# Me, Myself and I    (Images from my Webcam)



## eddyk (Nov 4, 2005)

Me, just various images i've taken of myself with my webcam over the last few months...


----------



## Corry (Nov 4, 2005)

In that first one....are you wearing a pink shirt with the collar popped?  
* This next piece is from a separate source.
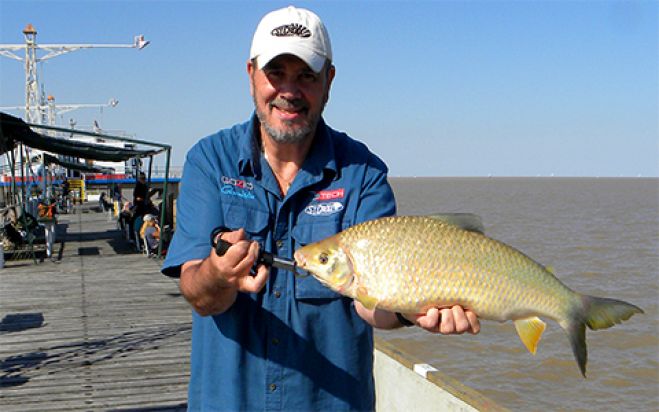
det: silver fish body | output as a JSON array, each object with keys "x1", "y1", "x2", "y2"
[{"x1": 294, "y1": 215, "x2": 643, "y2": 377}]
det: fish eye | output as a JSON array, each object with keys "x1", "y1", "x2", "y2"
[{"x1": 318, "y1": 252, "x2": 329, "y2": 265}]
And you get bored easily, dontcha? 

Oh, and welcome to the forum


----------



## eddyk (Nov 4, 2005)

There are 4 pics of me in the same pink shirt with the collar popped 

And yes, I an very bored...most of the time.


----------



## LaFoto (Nov 4, 2005)

*I want that Hitler imitation out!*


----------



## eddyk (Nov 4, 2005)

Could of said it via PM ^^


It's gone now anyway.


----------



## terri (Nov 4, 2005)

eddyk said:
			
		

> Could of said it via PM ^^
> 
> 
> It's gone now anyway.


 Sometimes we choose to say things publicly so others may learn what's not tolerated, as well.  

Now you know.


----------



## eddyk (Nov 4, 2005)

Bah.


Embarassed me.


Could of said please aswell.


----------



## terri (Nov 4, 2005)

eddyk said:
			
		

> Bah.
> 
> 
> Embarassed me.
> ...


 Check your pm.


----------



## ShutteredEye (Nov 4, 2005)

eddyk said:
			
		

> Bah.
> 
> 
> Embarassed me.
> ...



Well, given she's from Germany, I imagine it's a bit of touchy subject, mmm?


----------



## LaFoto (Nov 5, 2005)

mountainlander said:
			
		

> Well, given she's from Germany, I imagine it's a bit of touchy subject, mmm?


 
Guess you are very right here, Robert.
Some things bring out immediate reactions in me.
No apologies.

But still friends, Eddy.
No worries.


----------



## jstuedle (Nov 6, 2005)

> Could of said please aswell.





> Well, given she's from Germany, I imagine it's a bit of touchy subject, mmm?


 
Some issues are of such a hot button topic, being polite is not an option. On the other hand, we all make mistakes.


----------